I was fortunate to spend two and a half weeks in Japan, from May 28 to June 13, 2012. The purpose of the trip was to refresh my Japanese language and cultural competence, which I use professionally, and there were family reasons to go at this time. Another objective was to visit Sensei and practice Kokikai Aikido in Japan. I visited Sensei from June 4 to June 10 (Monday to Sunday), in Nagoya and nearby Nagakute.
This was an awkward time for Sensei to have a visitor because the dojo was in the process of moving from its long-time location in the center of Nagoya, just west of Nagoya Castle, to a new, suburban location, Nagakute. The 30-year lease was up, and the new rent would be expensive. It’s not just the dojo that moved, but Sensei’s living quarters as well. That includes all the antiques he has brought from the US over 30 years. It was a big job. I hope my visit provided some support, enthusiasm, and company. He seemed happy that I was there, and treated me well. He even let me help move boxes of antiques one day. It was a pleasure to help for a day, but some students are helping every weekend. The next time you see Joe Pielech, remember to thank him for all he has done to help Sensei with this move! During the move, Sensei said he was very very busy, too busy, packing boxes all day.

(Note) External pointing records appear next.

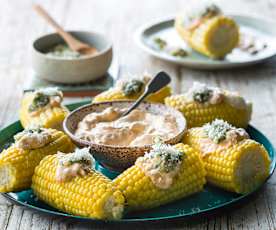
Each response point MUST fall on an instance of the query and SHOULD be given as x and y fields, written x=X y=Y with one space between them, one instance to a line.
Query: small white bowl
x=78 y=70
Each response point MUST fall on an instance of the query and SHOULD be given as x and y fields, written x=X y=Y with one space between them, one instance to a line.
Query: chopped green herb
x=166 y=157
x=40 y=100
x=211 y=11
x=202 y=96
x=160 y=43
x=179 y=53
x=217 y=130
x=133 y=87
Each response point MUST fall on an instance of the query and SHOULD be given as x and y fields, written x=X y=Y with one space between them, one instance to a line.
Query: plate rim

On the Saturday before I arrived, students helped move the tatami mats from the old dojo. They spread a lot of bubble wrap under the mats, and fit them into the plywood subfloor in the new dojo. There were still a few mats left in the old dojo, as the new one is a different shape and slightly smaller. My impression the first evening I practiced was that the new arrangement was somewhat softer and more giving than in the old dojo. By the end of the week I was not sure about this! The new dojo had not had its official opening yet, but practices continued.
The new dojo location has much potential. Nagakute is a suburb of Nagoya, to the northeast, which has been developed recently. Sensei chose the Nagakute area for many reasons: low rents, near his daughter & grandson, near universities (potential to attract young students), very near the Linimo station, and fresh air. For the city students, only the more dedicated will come out here for regular practice. Sensei has encouraged some advanced students to start satellite dojo of their own in the city.
Among the students from Nagoya who come out to Nagakute, many drive, which takes an undetermined amount of time, depending on traffic jams. I took the subway and Linimo (an elevated maglev train built for the Nagoya World’s Fair) with Joe every day, from Chikusa (a neighborhood in Nagoya where my hotel was). The cost one-way was 260 yen on the subway, Higashiyama line, plus 220 yen on the Linimo, for a total of 480 yen (about $6.30 at the exchange rate I got, 76.45 yen/$, a painfully low dollar). It takes about two minutes from getting off the train to walk to the dojo. After exiting the train, go down stairs (Exit 1, I believe), turn right on the side street, and take the next left. By that time you should be able to see the dojo clearly.
If you know where to look, the dojo is easily visible from the windows on the left side of the Linimo just before it rounds a curve and stops at Irigaike Station, the second stop from the Linimo’s origin at Fujigaoka. It is a white warehouse, with a white roof (the best color for reflecting heat, to help stay cooler in summer), and the red Aikido Kokikai sign is clear. The outside back of the dojo also says “合氣道” (Aikido) and Sensei can look out his apartment window and see that. His apartment is on the top floor of a tall dark green apartment building nearby.
The dojo is near a huge store called Apita, which Sensei likened to Walmart (I don’t think so, but I’m not very familiar with Walmart). Apita has a Starbucks inside that Sensei frequents. It also has a giant, free parking garage, useful when the spaces in front of the dojo are full. On a nearby corner is a branch of a famous patisserie. Next to the dojo is a ping pong school. We heard that the neighbors complained about the noise of the ping pong balls when the place opened, so Sensei is quite concerned that our ukemi be quiet!
Sensei has chosen a new motto for his new dojo (not yet ready for export to the US): akaruku kibishuku renshuu shite, soshite happii ni kaeru. As an unofficial translation, after discussion with Sensei, I offer, “Practice energetically with positive mind, throw each other intensely, and go home happy.” Those of you who have a way with words, please offer better English versions! He wants to leave behind the “kurai” (dark) image that martial arts have had in Japan. The dojo itself feels bright and airy, with its high ceiling and wide sliding doors and windows at the entrance. Other than the big entrance, there are not that many windows. There are two windows that face the ping pong school, and one window right in the middle of the shomen. It felt funny to lead exercises and bow to an open window!
I was fortunate to attend practices for one whole week. Monday, my first day, was very small, as the mats had only just been moved. Over the week the numbers built toward Sunday’s practice, where the dojo was full. It was great to practice with and see so many Japanese Aikido-ka, old friends and new. It was amazing to receive Sensei’s instruction over the whole week. At times I felt like I was trying to drink from a fire hose. It was a fantastic week. I can’t wait until Summer Camp to continue the inspiration!